The solutions are politically difficult. Tito Mboweni, the finance minister, has prioritised reining in the public wage bill, risking the political bargain on which ANC rule lies. Such cuts have “never happened before, certainly not in South Africa’s democratic history,” said Sachs. It implies not only holding down wages in the public sector but also erosion in the quality of public services that the poorest South Africans rely on. “You have to ask if that is a politically sustainable strategy in South Africa,” Sachs added.

Already relief for the poorest in the pandemic has been in doubt. A Covid welfare grant of 350 rand ($23) per month for jobless South Africans expired last month. The ANC is likely to ultimately extend the grant because “it is not going to throw its support base to the curb side” given local elections later this year and the surge in joblessness, Silke said. However the debate has underlined that the tight fiscal margins are now reaching “the heart of the political survival of the ANC,” he said.

For now, South Africa should be able to repay its debts as the high rates it offers lures investors weary of global low interest rates.
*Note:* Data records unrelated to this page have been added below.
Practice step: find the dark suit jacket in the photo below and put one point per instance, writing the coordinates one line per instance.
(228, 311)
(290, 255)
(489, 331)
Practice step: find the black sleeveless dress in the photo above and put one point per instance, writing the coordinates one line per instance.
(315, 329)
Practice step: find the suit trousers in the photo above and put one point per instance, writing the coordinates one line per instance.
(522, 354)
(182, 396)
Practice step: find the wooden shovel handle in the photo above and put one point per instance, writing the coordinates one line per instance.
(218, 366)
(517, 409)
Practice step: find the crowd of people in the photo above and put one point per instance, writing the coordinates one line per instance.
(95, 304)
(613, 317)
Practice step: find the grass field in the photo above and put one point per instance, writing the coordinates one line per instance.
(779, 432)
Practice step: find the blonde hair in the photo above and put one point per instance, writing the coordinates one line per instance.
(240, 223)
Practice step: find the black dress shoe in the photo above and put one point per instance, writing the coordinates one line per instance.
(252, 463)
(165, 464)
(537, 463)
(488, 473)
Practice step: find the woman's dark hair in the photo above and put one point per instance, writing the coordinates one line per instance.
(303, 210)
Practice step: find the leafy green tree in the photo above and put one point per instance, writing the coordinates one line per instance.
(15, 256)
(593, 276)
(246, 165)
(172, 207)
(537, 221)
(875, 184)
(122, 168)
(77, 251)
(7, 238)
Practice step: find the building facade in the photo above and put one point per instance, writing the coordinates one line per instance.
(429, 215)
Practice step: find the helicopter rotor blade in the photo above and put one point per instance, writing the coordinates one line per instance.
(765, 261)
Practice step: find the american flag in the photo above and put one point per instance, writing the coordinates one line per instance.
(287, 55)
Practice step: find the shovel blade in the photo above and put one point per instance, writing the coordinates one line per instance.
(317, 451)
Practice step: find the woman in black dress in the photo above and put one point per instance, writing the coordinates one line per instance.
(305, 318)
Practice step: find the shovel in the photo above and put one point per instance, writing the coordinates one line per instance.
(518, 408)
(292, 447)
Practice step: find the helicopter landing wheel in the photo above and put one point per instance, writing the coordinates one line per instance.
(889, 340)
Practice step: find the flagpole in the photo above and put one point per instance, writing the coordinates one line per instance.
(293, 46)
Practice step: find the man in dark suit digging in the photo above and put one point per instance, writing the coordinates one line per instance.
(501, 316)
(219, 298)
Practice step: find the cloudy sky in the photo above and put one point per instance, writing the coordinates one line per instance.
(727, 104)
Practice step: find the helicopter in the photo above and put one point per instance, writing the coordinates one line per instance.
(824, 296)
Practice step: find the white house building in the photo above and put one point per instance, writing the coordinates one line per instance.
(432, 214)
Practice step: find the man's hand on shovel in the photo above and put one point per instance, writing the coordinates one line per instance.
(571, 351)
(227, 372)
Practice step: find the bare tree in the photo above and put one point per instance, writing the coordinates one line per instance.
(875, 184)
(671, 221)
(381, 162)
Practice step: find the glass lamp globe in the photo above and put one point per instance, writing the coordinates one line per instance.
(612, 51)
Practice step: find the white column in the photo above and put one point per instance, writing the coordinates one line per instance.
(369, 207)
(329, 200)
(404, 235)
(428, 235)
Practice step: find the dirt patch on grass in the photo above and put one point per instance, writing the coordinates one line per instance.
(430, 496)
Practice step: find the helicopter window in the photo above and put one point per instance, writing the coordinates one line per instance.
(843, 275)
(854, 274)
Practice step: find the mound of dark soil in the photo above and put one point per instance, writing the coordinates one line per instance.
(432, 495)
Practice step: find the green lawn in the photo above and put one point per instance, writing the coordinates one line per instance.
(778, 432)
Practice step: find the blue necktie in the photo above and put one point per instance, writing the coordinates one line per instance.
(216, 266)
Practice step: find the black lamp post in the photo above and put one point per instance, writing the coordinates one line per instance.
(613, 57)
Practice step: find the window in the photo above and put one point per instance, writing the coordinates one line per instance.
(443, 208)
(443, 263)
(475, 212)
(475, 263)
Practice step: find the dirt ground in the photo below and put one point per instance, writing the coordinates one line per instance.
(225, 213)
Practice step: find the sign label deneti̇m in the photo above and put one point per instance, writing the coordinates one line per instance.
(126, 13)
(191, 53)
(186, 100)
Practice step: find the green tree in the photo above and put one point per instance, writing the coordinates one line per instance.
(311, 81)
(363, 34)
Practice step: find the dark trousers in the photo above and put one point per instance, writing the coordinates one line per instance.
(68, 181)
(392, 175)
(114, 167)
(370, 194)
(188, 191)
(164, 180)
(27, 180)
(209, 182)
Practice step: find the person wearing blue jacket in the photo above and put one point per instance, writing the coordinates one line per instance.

At a government bond sale last week, investors tendered record bids for the amount on offer. “It is completely unsustainable however you look at it, but markets are still funding it,” Sachs said.

While deep local capital markets mean there is no imminent funding crisis, investors’ concerns are reflected in the high interest rates they demand, currently at about 9 per cent a year for the benchmark 10-year local bond. “These levels are not sustainable over the medium term,” said Raza Agha, head of EM credit strategy at Legal & General Investment Management.

Peter Attard Montalto of Intellidex, a capital markets research firm, warns that ultimately investors could lose faith in the prospects for growth. “The pandemic hasn’t created South Africa’s problems,” he said, “but it has accelerated them and allowed us to leap several years down the existing path.”